Better Gifts, More Sex?

If you've ever felt that it is not just the thought that counts, you're not alone, according to a new study. Female spiders expect decent gifts, too.

Male nursery web spiders typically present females with silk-wrapped gifts before mating, but a new study out of Aarhus University in Denmark and Instituto de Investigaciones Biologicas Clemente Estable in Uruguay examined how the giving of the gift -- and the quality of what was offered -- affected their mating opportunities.

According to BioMed Central, researchers Maria. J Albo, Gudrun Winther, Cristina Tuni, Soren Toft and Trine Bilde provided male spiders with a variety of items with which to "woo" their mates, including houseflies (a treat to a nursery web spider), inedible cotton balls, a dry flower head, or empty exoskeletons of already-devoured bugs (the arachnid equivalent of offering your loved one a to-go box of gnawed on chicken bones). The identical size of the gifts (and the silk wrapping) meant that the female spider could not know the package's contents until she unwrapped it, according to researchers.

Researchers found that female spiders allowed males who had given them edible gifts to mate with them longer than those who provided inedible gifts (those that provided no gift at all were given the shortest amount of time to transfer their sperm before being rejected).

But it wasn't only the females who judged mates based on the gifts. Male nursery spiders fake death -- a practice known as thanatosis -- when a female attempts to end mating prematurely and run away with the gift. Male spiders "faked it" in half of the matings in which an edible gift was presented, but only one spider faked his own death when the female attempted to cut and run after receiving a "worthless" gift.

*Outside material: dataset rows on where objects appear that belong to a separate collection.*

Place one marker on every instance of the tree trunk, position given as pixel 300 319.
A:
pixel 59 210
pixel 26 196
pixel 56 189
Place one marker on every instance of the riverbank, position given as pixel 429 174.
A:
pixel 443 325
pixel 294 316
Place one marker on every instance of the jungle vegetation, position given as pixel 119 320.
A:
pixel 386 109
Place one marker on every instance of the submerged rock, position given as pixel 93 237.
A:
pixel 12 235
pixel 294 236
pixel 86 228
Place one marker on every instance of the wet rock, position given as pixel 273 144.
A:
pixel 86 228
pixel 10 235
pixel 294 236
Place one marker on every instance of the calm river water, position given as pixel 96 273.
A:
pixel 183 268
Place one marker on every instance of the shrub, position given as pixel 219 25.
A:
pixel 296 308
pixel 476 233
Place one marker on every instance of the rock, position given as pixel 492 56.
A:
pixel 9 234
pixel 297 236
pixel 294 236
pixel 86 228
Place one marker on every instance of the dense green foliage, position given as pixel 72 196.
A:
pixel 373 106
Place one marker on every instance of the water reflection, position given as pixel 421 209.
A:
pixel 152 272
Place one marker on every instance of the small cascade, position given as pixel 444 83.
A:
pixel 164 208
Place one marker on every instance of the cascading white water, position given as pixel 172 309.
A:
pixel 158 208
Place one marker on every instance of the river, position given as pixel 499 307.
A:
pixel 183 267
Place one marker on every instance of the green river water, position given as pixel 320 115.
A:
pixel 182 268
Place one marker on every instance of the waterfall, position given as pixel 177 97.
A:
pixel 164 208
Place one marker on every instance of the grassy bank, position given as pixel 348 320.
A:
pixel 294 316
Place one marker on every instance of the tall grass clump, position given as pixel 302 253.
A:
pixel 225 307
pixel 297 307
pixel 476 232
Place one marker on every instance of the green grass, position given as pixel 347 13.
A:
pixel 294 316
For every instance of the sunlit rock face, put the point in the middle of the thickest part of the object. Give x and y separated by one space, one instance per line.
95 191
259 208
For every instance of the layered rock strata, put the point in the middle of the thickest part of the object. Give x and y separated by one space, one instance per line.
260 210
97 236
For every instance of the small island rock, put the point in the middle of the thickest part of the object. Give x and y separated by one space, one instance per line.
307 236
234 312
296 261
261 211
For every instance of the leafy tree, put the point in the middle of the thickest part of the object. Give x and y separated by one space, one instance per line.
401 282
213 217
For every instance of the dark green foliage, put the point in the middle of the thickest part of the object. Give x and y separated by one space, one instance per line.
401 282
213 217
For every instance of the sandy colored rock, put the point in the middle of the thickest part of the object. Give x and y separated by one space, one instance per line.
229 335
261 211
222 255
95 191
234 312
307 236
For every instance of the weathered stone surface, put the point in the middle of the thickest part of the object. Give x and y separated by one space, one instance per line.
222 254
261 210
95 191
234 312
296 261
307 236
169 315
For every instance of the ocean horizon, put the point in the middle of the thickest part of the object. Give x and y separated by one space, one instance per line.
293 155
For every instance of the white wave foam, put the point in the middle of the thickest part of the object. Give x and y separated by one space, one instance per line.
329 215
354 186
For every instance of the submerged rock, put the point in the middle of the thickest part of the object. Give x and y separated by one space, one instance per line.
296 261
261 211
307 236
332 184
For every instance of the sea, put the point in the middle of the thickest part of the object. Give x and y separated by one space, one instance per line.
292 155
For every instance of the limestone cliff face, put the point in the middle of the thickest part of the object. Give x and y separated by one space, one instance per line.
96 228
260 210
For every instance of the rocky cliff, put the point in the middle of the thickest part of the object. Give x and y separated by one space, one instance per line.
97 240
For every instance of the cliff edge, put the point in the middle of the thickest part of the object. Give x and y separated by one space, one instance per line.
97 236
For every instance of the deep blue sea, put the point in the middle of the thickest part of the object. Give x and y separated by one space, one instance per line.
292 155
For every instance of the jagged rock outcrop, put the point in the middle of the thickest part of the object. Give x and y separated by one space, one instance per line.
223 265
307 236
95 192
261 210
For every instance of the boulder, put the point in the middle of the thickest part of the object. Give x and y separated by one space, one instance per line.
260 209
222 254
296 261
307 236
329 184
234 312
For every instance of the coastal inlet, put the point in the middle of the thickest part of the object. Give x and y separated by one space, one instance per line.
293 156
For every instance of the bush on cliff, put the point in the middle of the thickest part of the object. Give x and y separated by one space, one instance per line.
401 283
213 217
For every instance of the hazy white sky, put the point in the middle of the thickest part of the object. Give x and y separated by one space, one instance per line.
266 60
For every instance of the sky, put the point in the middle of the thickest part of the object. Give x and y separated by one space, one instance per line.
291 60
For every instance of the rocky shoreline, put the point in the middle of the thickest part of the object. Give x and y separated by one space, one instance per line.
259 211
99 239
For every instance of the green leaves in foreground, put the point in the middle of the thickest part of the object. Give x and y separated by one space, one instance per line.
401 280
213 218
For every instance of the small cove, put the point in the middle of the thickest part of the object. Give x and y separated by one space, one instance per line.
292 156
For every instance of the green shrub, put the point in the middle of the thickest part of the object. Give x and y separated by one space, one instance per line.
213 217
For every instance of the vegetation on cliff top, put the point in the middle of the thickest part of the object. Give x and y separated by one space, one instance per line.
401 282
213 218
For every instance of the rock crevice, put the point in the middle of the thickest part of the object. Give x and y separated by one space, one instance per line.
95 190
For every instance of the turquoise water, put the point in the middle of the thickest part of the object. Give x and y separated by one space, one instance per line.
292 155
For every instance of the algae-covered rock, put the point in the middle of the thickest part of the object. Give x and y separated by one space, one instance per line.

The spiders' reaction aren't that different from human behavior when it comes to sex and gifts, at least according to a study examining sex and advertising by Kathleen D. Vohs of the University of Minnesota. The study, published in February 2009 in The Journal of Consumer Research found that women respond more favorably to sex-based ads when the objects being sold were presented as a gift from a man to a woman to show his commitment, while men responded less favorably to sex-based ads that involved gifts. "Despite their steadfast support for sex-based advertising, we did find that men reacted negatively to sexually explicit ads when the ads strongly reminded men that they may, at times, devote monetary resources in pursuit of sexual contact," the authors told Live Science.

If you subscribe to the theory of sexual economics, then it makes sense for both female spiders and homo sapiens to call the shots when it comes to sex (and hold out for that token of affection before reproducing, be it a housefly or an actual house).